Sunday, March 21, 2010

Workweek

For those of you not in the know, I've been semi-actively looking for a job the past several months. However, due to the current state of the economy (and my own stupidity), I haven't been able to get one.

Fortunately, that changed this week. Brother Vaughan, an entrepreneur in our ward, needed some cheap help (I suspect there was some pity involved too) and unofficially hired me for the week. Basically, he runs a small e-commerce business that originally sold safety-related products but has branched out a bit.

Most of the work I did for him was data-entry related. For instance, he was transferring one of his sites, Lights for all Occasions, to a new platform. One thing this meant that all the URLs would end up changing, which would break any links that pointing to the site, which would be a Bad Thing. To prevent this from happening, he compiled a list of all of the old site's URLs, and had me use the product numbers and such to find the corresponding URLs on the new site (hosted on a staging server). And I had to do this before the new site when up.

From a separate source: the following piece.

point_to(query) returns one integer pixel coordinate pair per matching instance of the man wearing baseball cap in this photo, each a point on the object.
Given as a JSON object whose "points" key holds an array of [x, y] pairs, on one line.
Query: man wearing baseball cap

Basically this amounted to two hours of pressing Ctrl+C and Ctrl+V (copy & paste). My left hand hurt afterwards.

Other things I did:
  • Added headings and descriptions to all the product category pages for three of his sites.
  • Filled the empty "Department" and category pages with products (or removed them entirely).
  • Applied quantity discounts to products.
  • Laminated 300 safety cards.
  • Put lots of AA batteries into little ziplock bags.
This amounted to about 23 hours of work ($10/hr, you do the math) between Monday and Thursday, after which he determined that he was all caught up and didn't need my help anymore. He later said that without my extra help it would have taken him and his already busy staff three weeks to do the stuff I did. Needless to say, I'll be putting this on my resume.

Maybe it's the money, or the free lunch Bro Vaughan was kind enough to provide me, but, all in all, I think I like this "work" thing. It feels rather fulfilling.